For the exceptionally fastidious and the inveterate worrywarts, some travel experts are recommending masks, eye protection, gloves and sanitizer to clean the tray table, the seat and so forth. I’ll pass on some of that. Fomite transmission hasn’t been found to be a factor in COVID-19 attack rates and if the airlines are squirting some potent sanitizer into the cabin after every flight, that’s good enough for me when combined with a mask and a bottle of hand sanitizer. I’m all for habitual, reasonable mitigations, but I’m not gonna drive myself to the edge of sanity. I suspect one reason so many people haven’t returned to flying is related to that. It’s just easier to stay home or drive on medium-range trips, even if the rational mind concludes the risk isn’t high on airplanes.
And if you’re still a mask doubter, here’s another study on the efficacy of masks, specifically on airplanes. Unfortunately, it’s a small study with not that many flights tracked. But the data, buttressed by numerous other observational and empirical studies, supports the belief that masks are an effective mitigation, just not foolproof. Those who insist otherwise are—and I won’t sugarcoat it—bordering on willful ignorance.

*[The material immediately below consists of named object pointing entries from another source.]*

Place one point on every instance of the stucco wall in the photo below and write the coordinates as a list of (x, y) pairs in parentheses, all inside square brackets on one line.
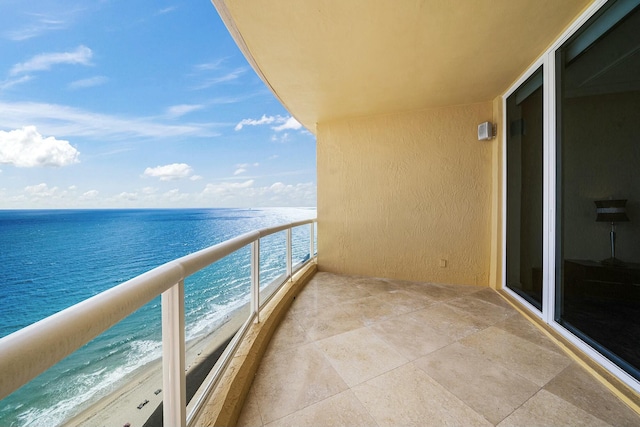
[(399, 193)]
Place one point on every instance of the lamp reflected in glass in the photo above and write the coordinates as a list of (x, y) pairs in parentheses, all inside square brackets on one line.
[(612, 211)]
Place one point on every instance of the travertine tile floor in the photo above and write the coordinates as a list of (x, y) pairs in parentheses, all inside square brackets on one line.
[(356, 351)]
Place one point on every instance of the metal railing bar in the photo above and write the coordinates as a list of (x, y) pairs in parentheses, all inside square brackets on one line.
[(173, 356), (218, 368)]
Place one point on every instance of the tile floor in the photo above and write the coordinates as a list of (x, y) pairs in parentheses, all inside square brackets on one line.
[(356, 351)]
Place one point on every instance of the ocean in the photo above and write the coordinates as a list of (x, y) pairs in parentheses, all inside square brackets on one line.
[(52, 259)]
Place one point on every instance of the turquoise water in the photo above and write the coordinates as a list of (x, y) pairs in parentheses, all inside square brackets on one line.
[(50, 260)]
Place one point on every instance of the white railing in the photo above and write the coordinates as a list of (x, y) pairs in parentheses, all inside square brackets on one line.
[(30, 351)]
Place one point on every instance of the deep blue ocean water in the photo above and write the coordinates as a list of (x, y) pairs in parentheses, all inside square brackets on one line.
[(52, 259)]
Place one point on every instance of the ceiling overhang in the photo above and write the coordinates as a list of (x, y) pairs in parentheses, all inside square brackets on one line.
[(332, 59)]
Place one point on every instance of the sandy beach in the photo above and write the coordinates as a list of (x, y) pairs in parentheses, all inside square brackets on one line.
[(121, 407)]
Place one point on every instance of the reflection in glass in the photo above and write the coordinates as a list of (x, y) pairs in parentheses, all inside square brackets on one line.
[(524, 190), (598, 158)]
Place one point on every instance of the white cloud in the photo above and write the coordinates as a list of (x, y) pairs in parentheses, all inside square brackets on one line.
[(149, 190), (14, 82), (253, 122), (127, 196), (225, 188), (246, 194), (290, 123), (41, 190), (90, 82), (34, 30), (283, 123), (62, 120), (89, 195), (182, 109), (281, 139), (233, 75), (26, 148), (170, 172), (44, 61)]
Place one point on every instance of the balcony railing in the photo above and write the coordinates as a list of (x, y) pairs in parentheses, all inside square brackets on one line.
[(30, 351)]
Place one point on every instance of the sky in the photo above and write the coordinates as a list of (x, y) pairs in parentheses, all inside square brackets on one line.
[(140, 104)]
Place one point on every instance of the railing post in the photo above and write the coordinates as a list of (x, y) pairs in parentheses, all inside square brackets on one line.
[(312, 247), (255, 279), (173, 357), (289, 255)]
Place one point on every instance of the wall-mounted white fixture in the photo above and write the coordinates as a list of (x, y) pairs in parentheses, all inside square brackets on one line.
[(485, 131)]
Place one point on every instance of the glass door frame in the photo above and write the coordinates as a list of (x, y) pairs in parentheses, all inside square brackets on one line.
[(548, 62)]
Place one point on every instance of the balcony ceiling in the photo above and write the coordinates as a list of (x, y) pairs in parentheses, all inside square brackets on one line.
[(331, 59)]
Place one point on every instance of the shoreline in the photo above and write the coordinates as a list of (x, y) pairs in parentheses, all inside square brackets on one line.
[(120, 407)]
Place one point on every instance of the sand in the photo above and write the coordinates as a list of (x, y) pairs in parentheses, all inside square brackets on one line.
[(121, 406)]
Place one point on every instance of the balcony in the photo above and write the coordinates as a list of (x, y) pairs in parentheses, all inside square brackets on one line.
[(363, 351)]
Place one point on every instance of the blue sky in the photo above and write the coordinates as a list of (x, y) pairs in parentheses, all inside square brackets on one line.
[(120, 103)]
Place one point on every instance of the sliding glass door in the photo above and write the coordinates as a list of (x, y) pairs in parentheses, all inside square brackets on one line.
[(598, 184), (524, 251)]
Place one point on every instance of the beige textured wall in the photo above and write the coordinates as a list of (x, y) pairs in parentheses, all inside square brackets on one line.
[(398, 193)]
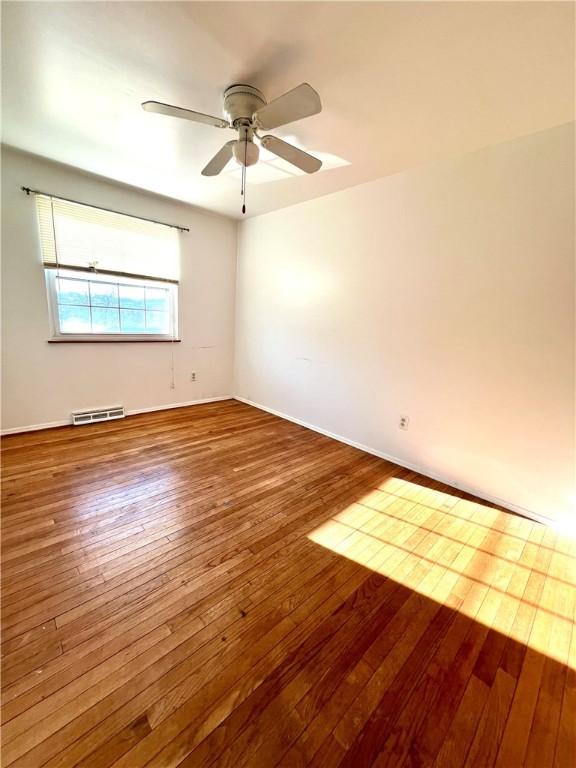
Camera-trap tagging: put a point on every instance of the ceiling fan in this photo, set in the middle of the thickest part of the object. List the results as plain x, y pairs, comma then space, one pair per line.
247, 112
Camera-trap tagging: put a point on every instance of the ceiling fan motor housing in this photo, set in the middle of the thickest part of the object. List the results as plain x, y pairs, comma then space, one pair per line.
245, 152
241, 102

This article says you can’t really buy N95 masks. You sure can. Buy them all day for about $3 each. Some are KN95s. I have a small supply and wear them exclusively where masks are expected—stores, businesses, the gym—but not outside. I’ll wear them on airliners when I get on one next, but I’m on the fence about doing the same in small aircraft cockpits. An important caveat: These N95s aren’t medical grade, they’re non-vented industrial masks. What they lack is the hydroscopic coating that protects against liquid (blood) intrusion the medical types have. It’s a small tradeoff for the effective filtration they offer, although they’re not especially comfortable.

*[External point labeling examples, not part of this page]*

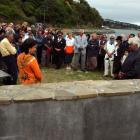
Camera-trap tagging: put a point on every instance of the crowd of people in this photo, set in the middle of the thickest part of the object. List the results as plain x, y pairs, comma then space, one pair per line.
24, 48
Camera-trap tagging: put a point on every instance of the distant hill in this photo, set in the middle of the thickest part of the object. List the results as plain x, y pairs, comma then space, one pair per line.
117, 24
55, 12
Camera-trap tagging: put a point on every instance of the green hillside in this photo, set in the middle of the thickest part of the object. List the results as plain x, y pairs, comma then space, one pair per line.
55, 12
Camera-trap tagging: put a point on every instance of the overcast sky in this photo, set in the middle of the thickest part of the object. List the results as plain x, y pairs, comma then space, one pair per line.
121, 10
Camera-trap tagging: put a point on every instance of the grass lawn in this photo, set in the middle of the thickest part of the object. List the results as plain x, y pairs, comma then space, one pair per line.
52, 75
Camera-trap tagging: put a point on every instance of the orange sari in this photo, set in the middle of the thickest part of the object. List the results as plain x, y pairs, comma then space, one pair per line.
29, 71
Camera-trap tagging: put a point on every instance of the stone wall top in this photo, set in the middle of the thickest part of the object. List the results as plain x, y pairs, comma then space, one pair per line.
68, 90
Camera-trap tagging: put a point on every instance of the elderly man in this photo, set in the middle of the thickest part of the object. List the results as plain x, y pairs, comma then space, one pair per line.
92, 52
8, 52
109, 57
131, 66
80, 51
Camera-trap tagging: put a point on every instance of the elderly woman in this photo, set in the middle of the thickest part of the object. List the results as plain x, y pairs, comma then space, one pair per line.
29, 71
131, 66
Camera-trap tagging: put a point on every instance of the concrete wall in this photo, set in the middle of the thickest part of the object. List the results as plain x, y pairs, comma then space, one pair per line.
114, 114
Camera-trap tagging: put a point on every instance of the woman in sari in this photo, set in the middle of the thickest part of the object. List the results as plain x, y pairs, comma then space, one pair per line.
29, 71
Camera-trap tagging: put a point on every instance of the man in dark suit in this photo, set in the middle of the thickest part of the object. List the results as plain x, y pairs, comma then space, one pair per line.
131, 66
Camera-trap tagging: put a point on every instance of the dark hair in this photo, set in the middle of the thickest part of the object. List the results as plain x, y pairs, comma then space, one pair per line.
27, 44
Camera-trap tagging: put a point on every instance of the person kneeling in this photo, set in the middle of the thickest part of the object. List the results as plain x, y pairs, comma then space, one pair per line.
29, 71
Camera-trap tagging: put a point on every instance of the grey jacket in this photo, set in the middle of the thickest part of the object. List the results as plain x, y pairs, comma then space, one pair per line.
80, 44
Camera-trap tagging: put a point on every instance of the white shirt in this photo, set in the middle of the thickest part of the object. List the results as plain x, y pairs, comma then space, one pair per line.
110, 48
70, 42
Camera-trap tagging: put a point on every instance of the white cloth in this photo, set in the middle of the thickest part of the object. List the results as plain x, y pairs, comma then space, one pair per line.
110, 48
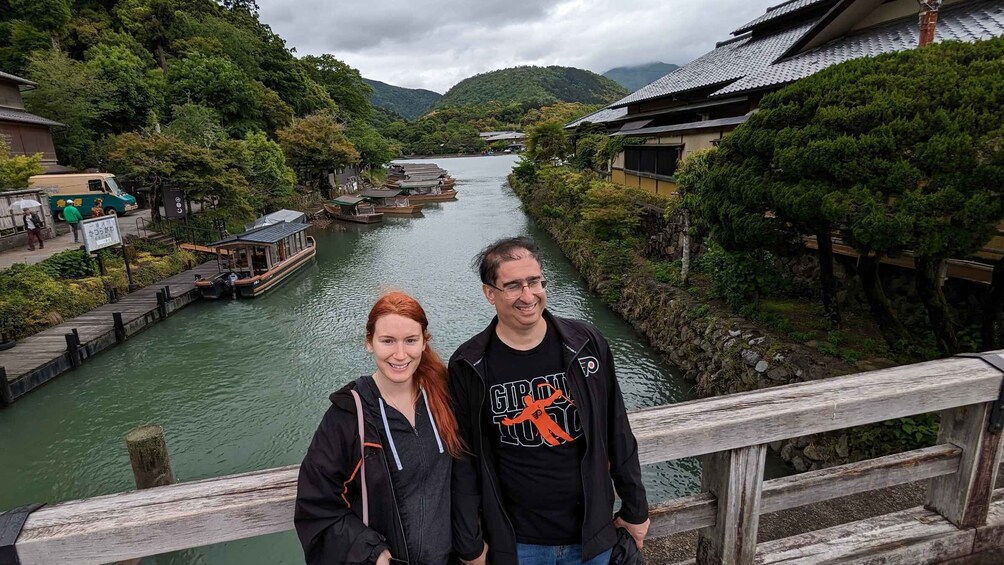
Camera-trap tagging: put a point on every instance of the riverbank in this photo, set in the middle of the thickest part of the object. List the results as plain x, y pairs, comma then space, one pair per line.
45, 355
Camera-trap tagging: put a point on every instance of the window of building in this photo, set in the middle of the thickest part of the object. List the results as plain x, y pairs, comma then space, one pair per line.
659, 161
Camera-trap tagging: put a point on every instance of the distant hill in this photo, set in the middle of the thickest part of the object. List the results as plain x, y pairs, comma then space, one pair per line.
533, 86
409, 102
634, 77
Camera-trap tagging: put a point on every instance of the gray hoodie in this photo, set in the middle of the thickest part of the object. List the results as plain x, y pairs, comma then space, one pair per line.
420, 471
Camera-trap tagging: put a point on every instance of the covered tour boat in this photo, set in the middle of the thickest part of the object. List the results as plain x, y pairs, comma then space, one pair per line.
352, 209
390, 202
259, 260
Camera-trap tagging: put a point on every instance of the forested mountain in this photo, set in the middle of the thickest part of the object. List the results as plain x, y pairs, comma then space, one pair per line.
533, 86
409, 102
198, 93
634, 77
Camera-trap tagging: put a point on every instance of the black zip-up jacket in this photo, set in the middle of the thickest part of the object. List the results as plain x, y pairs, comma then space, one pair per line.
329, 526
610, 448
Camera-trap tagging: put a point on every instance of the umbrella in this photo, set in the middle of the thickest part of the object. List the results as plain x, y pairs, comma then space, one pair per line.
25, 203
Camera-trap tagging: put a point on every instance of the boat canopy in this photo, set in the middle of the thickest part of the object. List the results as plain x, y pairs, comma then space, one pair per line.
347, 200
265, 235
288, 216
380, 193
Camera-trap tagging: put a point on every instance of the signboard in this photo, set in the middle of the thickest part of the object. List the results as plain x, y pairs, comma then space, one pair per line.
174, 203
100, 232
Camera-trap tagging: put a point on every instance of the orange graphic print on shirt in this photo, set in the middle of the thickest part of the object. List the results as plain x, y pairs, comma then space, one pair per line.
535, 412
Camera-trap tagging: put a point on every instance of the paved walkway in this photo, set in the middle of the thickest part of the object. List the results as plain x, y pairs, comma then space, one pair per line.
128, 225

Tampa International, my airline airport of choice, does a good job of marketing itself. I recently got a newsletter saying with traffic rising, they’re opening up more concessions. Evidently, as has become a familiar sight everywhere, their mitigations include distancing markers on the floors and wrap-around sneeze shields. Combined with masks, this seems reasonable to me, unless the terminals become packed again and then maybe not.

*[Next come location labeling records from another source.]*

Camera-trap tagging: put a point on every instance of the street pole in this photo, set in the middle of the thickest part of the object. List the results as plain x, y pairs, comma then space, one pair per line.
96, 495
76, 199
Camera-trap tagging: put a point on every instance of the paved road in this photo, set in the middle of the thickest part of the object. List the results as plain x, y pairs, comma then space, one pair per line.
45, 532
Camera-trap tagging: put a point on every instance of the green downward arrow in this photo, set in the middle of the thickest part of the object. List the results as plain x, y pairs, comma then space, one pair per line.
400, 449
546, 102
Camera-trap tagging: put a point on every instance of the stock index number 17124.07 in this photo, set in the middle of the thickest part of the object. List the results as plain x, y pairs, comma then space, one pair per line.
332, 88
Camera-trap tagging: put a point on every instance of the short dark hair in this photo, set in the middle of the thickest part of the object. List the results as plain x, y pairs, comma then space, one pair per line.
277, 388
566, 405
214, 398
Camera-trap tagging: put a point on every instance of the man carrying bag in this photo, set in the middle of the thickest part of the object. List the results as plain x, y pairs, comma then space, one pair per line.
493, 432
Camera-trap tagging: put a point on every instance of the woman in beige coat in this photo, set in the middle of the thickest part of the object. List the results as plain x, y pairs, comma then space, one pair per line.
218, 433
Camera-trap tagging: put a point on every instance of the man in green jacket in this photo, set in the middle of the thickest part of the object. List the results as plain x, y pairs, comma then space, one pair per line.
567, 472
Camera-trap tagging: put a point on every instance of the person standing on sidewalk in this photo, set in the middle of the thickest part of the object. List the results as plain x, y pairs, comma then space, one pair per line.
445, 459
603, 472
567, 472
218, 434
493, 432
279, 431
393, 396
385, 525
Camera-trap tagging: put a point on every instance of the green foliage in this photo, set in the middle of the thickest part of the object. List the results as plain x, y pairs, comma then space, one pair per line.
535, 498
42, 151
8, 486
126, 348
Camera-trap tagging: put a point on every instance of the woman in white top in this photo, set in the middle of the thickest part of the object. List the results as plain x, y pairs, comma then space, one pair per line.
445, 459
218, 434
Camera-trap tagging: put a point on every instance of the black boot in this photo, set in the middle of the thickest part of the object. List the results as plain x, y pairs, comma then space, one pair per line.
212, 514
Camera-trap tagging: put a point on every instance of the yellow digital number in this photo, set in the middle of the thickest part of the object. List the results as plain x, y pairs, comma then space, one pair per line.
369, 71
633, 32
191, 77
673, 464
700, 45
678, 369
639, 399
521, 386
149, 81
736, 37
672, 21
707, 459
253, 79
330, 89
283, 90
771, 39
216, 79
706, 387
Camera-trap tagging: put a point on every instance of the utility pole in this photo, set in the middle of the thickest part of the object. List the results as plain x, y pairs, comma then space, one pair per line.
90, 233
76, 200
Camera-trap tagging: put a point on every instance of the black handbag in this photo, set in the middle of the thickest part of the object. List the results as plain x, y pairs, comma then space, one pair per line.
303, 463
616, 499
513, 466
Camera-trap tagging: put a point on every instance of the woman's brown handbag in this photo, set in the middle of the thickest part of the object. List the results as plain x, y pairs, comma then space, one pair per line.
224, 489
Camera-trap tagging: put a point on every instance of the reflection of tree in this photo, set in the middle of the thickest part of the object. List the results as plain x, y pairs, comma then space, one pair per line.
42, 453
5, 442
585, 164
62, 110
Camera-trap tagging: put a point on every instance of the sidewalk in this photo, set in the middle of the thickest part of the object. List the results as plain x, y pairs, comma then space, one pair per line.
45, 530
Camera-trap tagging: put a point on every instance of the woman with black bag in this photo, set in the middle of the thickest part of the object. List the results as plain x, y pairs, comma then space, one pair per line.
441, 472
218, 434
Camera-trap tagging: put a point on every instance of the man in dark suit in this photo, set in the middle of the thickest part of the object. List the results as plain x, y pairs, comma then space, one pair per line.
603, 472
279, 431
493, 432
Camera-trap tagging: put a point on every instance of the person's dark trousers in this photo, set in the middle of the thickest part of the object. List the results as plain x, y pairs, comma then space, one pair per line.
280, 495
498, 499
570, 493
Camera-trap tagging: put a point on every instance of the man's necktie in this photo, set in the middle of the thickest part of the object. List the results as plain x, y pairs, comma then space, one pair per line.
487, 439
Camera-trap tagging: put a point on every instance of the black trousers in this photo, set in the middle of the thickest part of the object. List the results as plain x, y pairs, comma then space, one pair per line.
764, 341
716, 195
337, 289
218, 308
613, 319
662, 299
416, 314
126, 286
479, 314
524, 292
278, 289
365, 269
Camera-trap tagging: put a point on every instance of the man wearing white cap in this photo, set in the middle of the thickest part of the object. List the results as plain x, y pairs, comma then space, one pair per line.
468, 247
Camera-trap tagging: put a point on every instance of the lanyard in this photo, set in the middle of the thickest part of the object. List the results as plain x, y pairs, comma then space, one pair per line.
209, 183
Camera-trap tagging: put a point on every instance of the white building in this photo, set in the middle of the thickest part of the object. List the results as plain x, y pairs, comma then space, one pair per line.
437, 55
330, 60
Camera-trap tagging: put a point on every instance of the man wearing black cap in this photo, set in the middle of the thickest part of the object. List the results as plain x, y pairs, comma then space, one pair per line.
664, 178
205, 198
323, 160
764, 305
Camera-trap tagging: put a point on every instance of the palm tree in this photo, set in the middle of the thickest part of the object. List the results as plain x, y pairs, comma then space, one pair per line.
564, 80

One thing gives me pause. While this is assumption of personal risk, it’s not just personal risk. When you expose yourself to infection risk—however small—you also potentially endanger others. In many states, infections are on the rise and throughout the seven months of this trial, my personal behavioral standard has been to do all I can to avoid requiring hospital care that would further endanger medical workers, many of whom I count as personal friends.
The calculation I’m making now is that I deem the risk acceptably low and will fly commercially when the need arises. So far, it hasn’t. But I suspect it will soon enough. Come spring, if a vaccine is available, the equation may again shift and then we’ll be into speculating about Aero and Sun ‘n Fun.
For now, I’m trying not think that far ahead.